- Theatrical release poster
- Directed by: John G. Avildsen
- Written by: Eugene Price
- Story by: Eugene Price John G. Alvildsen
- Produced by: James U. Clarke; Christopher C. Dewey; Dennis Friedland; David Gil;
- Starring: Richard Carballo; Devin Goldenberg; Zachary Hains; Jane McLeod; Yvonne McCall; Rosella Olsen; Diane Moore;
- Cinematography: John G. Avildsen
- Edited by: John G. Avildsen
- Music by: Harper MacKay
- Production company: The Cannon Group
- Distributed by: Cannon Releasing
- Release dates: 19 May 1970 (France); 19 May 1971 (USA);
- Running time: 96 minutes
- Country: United States
- Language: English

= Guess What We Learned in School Today? =

1970 film by John G. Avildsen

Guess What We Learned in School Today? (also released in the United States as I Ain't No Buffalo) is a 1970 film directed by John G. Avildsen and written by Eugene Price.

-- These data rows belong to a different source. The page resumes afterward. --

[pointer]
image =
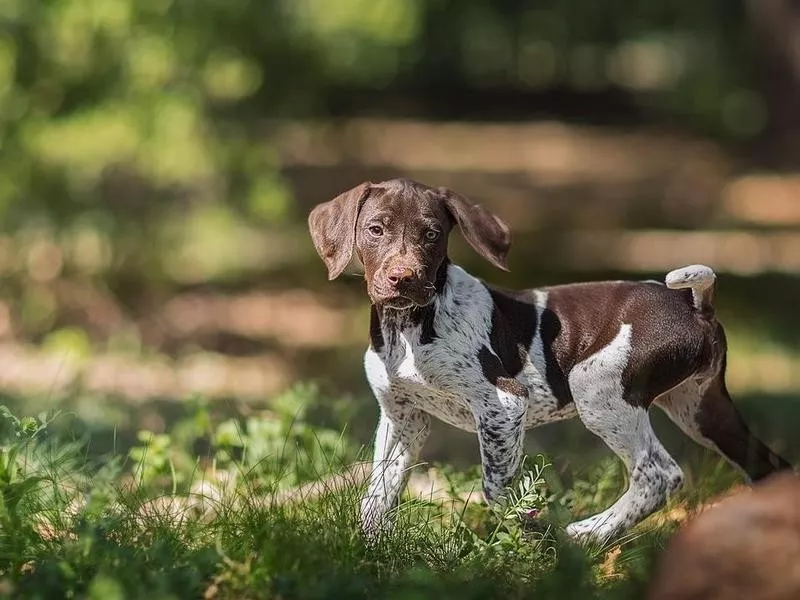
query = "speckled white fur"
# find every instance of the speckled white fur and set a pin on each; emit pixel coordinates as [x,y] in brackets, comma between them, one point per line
[597,389]
[412,380]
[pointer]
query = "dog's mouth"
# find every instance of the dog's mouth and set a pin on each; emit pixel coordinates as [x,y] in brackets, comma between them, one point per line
[402,301]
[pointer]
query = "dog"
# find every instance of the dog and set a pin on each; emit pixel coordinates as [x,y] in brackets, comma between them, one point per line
[497,362]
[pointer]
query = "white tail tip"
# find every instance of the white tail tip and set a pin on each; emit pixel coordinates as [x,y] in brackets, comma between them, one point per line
[699,278]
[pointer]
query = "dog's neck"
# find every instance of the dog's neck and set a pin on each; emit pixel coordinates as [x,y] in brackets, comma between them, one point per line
[388,321]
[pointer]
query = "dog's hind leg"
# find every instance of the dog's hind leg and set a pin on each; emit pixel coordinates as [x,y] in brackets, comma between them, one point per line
[704,411]
[597,388]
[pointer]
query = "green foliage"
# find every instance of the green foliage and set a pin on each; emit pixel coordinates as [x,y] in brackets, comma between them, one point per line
[75,529]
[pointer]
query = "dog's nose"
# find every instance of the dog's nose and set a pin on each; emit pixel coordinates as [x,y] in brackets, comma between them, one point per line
[398,274]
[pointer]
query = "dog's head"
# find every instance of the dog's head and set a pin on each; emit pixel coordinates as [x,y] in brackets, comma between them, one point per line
[399,230]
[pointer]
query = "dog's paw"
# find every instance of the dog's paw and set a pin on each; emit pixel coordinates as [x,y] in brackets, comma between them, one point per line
[591,530]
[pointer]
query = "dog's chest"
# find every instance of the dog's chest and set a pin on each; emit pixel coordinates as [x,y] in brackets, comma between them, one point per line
[441,375]
[431,377]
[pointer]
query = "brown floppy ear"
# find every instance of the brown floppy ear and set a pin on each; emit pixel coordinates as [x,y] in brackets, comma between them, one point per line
[333,228]
[485,232]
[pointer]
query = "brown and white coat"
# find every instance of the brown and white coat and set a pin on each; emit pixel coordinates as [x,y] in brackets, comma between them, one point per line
[446,344]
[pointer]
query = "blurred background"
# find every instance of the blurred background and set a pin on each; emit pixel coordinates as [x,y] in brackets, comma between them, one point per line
[158,159]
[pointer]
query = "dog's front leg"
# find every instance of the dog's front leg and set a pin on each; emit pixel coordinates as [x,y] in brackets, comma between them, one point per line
[400,435]
[500,419]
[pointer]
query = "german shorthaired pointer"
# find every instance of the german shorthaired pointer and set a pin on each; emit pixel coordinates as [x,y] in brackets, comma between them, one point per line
[446,344]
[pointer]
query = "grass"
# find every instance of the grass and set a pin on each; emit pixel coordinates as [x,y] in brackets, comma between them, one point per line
[162,521]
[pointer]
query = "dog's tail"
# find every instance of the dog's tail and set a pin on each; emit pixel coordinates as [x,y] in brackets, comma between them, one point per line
[700,279]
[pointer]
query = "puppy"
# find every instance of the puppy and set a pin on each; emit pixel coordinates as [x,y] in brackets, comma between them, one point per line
[445,344]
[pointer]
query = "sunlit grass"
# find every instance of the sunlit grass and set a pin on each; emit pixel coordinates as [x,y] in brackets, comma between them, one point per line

The movie premiered at the 1970 Cannes Film Festival and opened in the United States in 1971. Although it was shot before Avildsen's Joe, it got distribution afterward due to Joe's success.

Tagline: "Love American Style with a touch of X."

==Plot==
Parents in a small, conservative community want to ban sex education in schools, labeling it a Communist plot. However, the two people leading the charge against sex ed are revealed to be an impotent alcoholic and a gay policeman.

==Principal cast==

| Actor | Role |
|---|---|
| Richard Carballo | Lt. Roger Manley |
| Devin Goldenberg | Robbie Battle |
| Zachary Hains | Lance Battle |
| Jane McLeod | Rita Battle |
| Yvonne McCall | Dr. Lily Whitehorn |
| Rosella Olsen | Eve Manley |
| Diane Moore | Lydia |
| Robert Emery | Al |

==Critical reception==
Roger Greenspun of The New York Times did not care for the film at all:

... [T]here are ineptitudes and unrewarding obscurities enough to sink the movie ... The movie it keeps trying to be, however, is an amalgam of social satire and sane sex propaganda and it succeeds with neither ... time and again it comes to look like a series of blackout skits from the more inhibited edges of an exploitation movie.